Why do I care: System design interviews aside, understanding these fundamentals makes me a better architect for any project of meaningful scale. The gap between writing code that works and understanding why systems fail is exactly this kind of knowledge. Even if I'm not actively designing distributed systems, this understanding shapes how I approach component boundaries and data modeling.

Learn Software System Design


@pierre/trees - React File Tree Rendering Library

TLDR: Biblioteka @pierre/trees to open-source rozwiązanie do renderowania drzew plików w React, oferujące wirtualizację dla dużych drzew, pełną dostępność WCAG 2.1 i wbudowane funkcje git status.

This library addresses a genuinely painful problem in React development. Building file tree components from scratch means dealing with virtualization for performance, keyboard navigation for accessibility, drag-and-drop for usability, and git status indicators for developer tooling. Reimplementing all of this for every project is wasteful.

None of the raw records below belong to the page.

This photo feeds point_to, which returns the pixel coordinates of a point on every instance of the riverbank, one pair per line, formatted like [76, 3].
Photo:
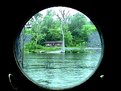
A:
[67, 50]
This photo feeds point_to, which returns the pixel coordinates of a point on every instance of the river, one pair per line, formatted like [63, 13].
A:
[60, 71]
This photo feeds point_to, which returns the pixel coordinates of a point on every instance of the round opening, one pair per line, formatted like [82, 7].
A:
[59, 48]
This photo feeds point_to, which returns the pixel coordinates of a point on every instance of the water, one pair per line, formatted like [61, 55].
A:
[60, 71]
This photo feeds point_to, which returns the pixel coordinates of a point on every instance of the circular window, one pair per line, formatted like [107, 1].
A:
[59, 48]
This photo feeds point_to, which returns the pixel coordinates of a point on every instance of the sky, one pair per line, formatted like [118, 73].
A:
[56, 9]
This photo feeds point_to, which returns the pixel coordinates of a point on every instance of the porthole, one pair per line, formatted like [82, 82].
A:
[59, 48]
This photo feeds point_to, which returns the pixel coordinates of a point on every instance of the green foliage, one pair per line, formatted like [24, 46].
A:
[45, 28]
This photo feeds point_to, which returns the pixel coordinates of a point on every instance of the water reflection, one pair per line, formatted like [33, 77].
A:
[60, 71]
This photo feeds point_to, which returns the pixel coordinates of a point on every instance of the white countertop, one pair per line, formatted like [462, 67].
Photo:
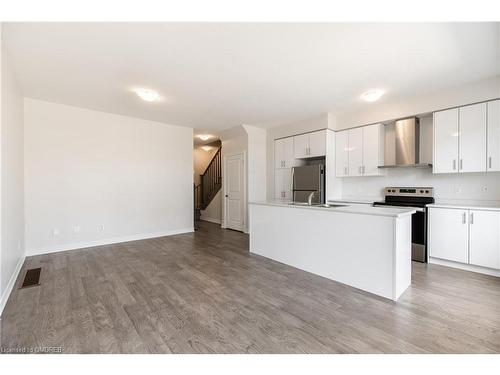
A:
[356, 209]
[468, 205]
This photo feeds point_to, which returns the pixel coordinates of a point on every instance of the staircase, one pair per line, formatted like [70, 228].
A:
[210, 184]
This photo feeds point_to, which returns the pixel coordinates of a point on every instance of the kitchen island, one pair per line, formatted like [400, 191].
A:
[366, 247]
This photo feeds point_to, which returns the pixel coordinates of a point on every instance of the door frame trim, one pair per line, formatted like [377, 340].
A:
[245, 203]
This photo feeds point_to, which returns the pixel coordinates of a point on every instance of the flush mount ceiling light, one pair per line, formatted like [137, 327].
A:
[147, 95]
[372, 95]
[204, 137]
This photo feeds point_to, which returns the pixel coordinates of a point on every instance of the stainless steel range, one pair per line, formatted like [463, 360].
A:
[417, 198]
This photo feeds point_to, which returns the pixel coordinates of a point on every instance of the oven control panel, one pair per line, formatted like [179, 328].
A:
[409, 191]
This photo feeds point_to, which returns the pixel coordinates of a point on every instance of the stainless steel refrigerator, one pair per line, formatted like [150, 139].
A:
[306, 180]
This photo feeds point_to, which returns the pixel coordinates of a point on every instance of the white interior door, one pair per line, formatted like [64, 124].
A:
[235, 191]
[472, 138]
[485, 238]
[493, 136]
[355, 151]
[445, 155]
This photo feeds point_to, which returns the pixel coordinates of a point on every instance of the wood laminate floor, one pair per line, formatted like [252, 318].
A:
[205, 293]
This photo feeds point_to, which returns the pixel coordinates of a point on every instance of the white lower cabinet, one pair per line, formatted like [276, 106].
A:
[485, 238]
[448, 237]
[465, 236]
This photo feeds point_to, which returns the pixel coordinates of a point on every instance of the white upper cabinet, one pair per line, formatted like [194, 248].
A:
[301, 146]
[310, 145]
[485, 238]
[445, 155]
[342, 153]
[472, 138]
[493, 136]
[360, 151]
[283, 184]
[460, 139]
[355, 152]
[373, 149]
[317, 143]
[283, 153]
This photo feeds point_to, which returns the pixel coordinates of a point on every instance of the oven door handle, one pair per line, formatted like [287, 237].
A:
[418, 209]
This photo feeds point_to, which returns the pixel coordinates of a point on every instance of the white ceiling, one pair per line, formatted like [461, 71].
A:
[214, 76]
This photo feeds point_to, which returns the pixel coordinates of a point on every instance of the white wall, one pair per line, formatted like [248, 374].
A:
[12, 203]
[448, 187]
[385, 110]
[85, 169]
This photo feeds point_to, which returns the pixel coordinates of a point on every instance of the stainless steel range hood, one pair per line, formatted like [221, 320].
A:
[407, 144]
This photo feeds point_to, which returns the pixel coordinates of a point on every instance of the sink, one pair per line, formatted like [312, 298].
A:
[322, 205]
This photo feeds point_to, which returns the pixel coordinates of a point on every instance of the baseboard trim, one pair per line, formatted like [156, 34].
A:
[106, 241]
[11, 283]
[210, 219]
[465, 267]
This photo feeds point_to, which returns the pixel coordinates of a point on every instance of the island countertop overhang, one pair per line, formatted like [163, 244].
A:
[355, 209]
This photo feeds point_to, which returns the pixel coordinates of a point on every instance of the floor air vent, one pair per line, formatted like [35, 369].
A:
[32, 278]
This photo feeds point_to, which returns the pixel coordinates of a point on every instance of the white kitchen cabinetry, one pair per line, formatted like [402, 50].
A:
[360, 151]
[282, 183]
[460, 139]
[485, 238]
[309, 145]
[467, 236]
[493, 136]
[445, 154]
[283, 153]
[449, 232]
[355, 151]
[342, 153]
[472, 138]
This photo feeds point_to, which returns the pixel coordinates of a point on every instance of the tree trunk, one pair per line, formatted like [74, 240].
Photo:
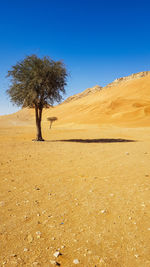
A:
[38, 116]
[50, 125]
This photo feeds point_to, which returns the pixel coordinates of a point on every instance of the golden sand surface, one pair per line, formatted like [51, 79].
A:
[89, 197]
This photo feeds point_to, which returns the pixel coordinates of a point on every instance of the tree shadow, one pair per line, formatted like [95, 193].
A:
[102, 140]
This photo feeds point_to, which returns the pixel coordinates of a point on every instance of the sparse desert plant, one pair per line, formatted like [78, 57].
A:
[51, 120]
[37, 82]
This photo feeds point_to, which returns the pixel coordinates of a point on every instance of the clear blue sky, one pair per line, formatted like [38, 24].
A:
[98, 40]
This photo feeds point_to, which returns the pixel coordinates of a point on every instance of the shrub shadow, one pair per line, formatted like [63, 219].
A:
[102, 140]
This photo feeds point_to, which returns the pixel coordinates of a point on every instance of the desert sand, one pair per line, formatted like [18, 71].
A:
[85, 191]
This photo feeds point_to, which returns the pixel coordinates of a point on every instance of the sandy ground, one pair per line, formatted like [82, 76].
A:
[89, 201]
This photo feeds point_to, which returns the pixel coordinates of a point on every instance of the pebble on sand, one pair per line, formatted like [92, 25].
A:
[56, 254]
[76, 261]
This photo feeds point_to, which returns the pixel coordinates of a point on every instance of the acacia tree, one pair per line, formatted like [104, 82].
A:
[37, 82]
[51, 120]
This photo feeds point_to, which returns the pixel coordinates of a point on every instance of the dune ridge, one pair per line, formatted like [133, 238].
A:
[124, 102]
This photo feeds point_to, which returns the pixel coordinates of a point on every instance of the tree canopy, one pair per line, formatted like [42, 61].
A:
[37, 82]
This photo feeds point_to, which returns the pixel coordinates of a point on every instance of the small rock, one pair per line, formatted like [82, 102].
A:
[35, 263]
[30, 238]
[53, 262]
[2, 204]
[38, 233]
[76, 261]
[103, 211]
[56, 254]
[37, 188]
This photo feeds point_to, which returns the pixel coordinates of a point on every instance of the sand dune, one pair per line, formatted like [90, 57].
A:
[124, 102]
[84, 191]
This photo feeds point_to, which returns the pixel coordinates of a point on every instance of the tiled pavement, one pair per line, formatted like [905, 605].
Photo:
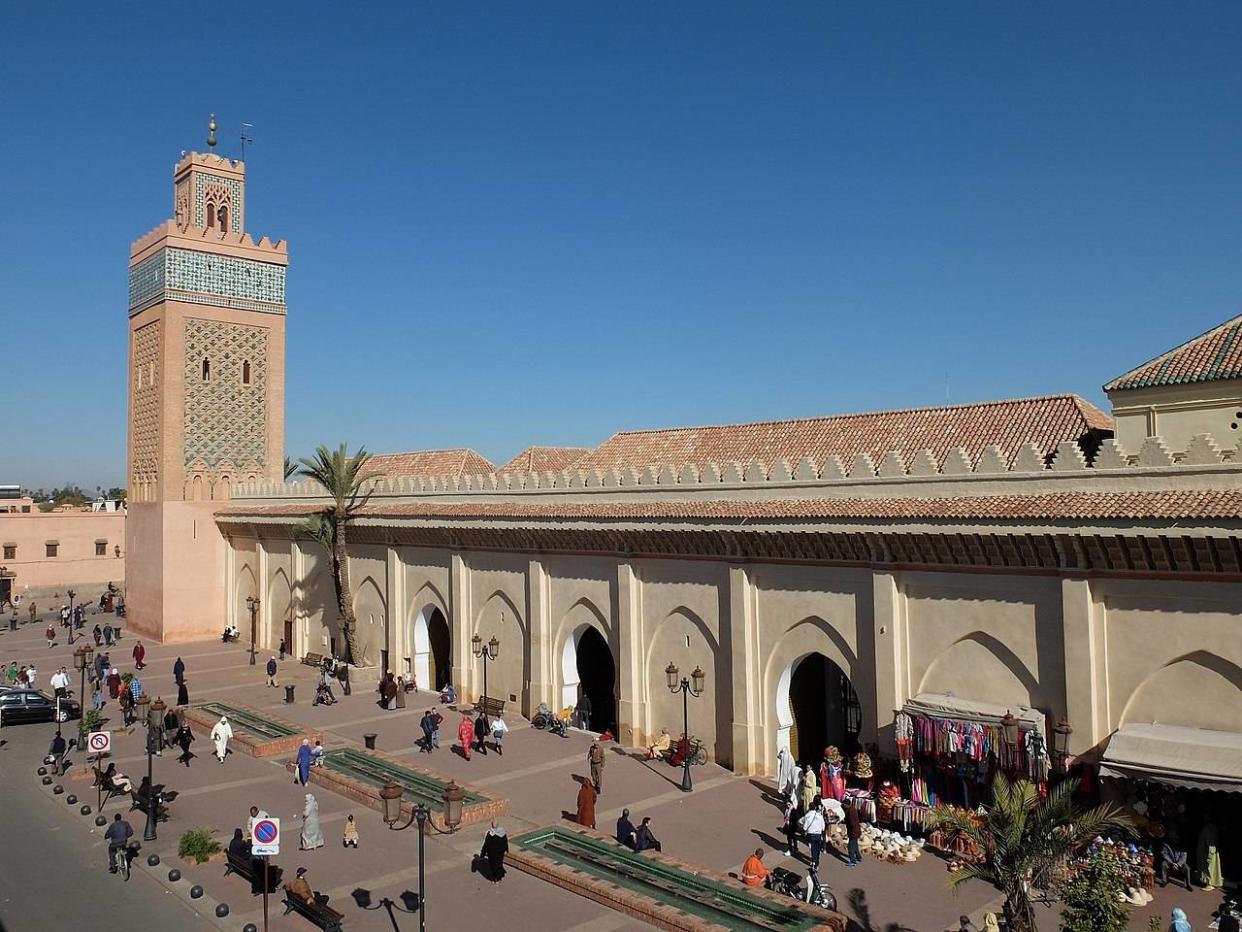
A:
[716, 825]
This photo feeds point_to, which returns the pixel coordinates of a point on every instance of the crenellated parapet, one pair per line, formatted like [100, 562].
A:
[896, 471]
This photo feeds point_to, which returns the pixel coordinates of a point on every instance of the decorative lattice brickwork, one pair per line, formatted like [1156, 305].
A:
[206, 278]
[145, 383]
[225, 419]
[211, 185]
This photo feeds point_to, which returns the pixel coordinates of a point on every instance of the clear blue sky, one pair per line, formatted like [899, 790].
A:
[547, 221]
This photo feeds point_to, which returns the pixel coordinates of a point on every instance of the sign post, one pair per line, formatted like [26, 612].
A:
[98, 743]
[265, 841]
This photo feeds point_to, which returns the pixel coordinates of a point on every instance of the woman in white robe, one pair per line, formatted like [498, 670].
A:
[312, 835]
[220, 736]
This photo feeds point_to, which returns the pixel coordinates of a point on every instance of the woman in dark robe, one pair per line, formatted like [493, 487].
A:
[496, 845]
[586, 797]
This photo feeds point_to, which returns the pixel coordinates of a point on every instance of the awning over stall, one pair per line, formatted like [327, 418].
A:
[942, 705]
[1196, 758]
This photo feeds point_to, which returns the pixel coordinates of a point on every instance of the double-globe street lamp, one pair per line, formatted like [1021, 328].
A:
[679, 684]
[150, 712]
[252, 604]
[390, 795]
[486, 651]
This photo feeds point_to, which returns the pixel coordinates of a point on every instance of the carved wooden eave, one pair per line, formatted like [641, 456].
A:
[1159, 548]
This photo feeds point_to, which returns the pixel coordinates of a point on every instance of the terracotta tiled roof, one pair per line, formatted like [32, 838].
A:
[1060, 506]
[430, 462]
[1210, 357]
[542, 459]
[1045, 421]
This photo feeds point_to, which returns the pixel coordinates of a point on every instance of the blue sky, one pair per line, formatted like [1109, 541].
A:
[548, 221]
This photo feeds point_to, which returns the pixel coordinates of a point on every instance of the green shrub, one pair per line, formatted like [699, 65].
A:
[198, 845]
[1092, 897]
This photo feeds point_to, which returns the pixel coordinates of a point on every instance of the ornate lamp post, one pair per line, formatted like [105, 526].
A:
[82, 657]
[486, 651]
[1061, 732]
[391, 794]
[252, 604]
[687, 689]
[153, 712]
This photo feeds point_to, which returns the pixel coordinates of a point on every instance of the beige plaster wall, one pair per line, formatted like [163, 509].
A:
[75, 563]
[1178, 413]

The automatic virtualization handling tens of thousands of items is the headline feature. This isn't a demo number, it's what you'd need for monorepo structures with hundreds of packages. Built-in keyboard navigation following WCAG 2.1 standards means you get accessibility right without additional effort, which is increasingly non-negotiable in professional applications.

Drag-and-drop file and folder movement with git status indicators brings developer-tool-quality interactions to any React application. Search functionality with multiple modes rounds out the feature set in ways that users expect from modern file browsers. The beta status means there might be rough edges, but the feature completeness suggests this is production-ready for most use cases.

Key takeaways:

  • React library for rendering file tree components with automatic virtualization
  • Built-in keyboard navigation meeting WCAG 2.1 accessibility standards
  • Features include drag-and-drop movement, git status indicators, and multi-mode search
  • Currently in v1.0.0-beta.3, positioned for production use despite beta status

Why do I care: File tree components come up more often than you'd expect in internal tools, documentation viewers, and developer dashboards. Building these well is surprisingly time-consuming. Having a solid foundation that handles the hard parts means I can focus on domain-specific customization rather than reinventing the wheel.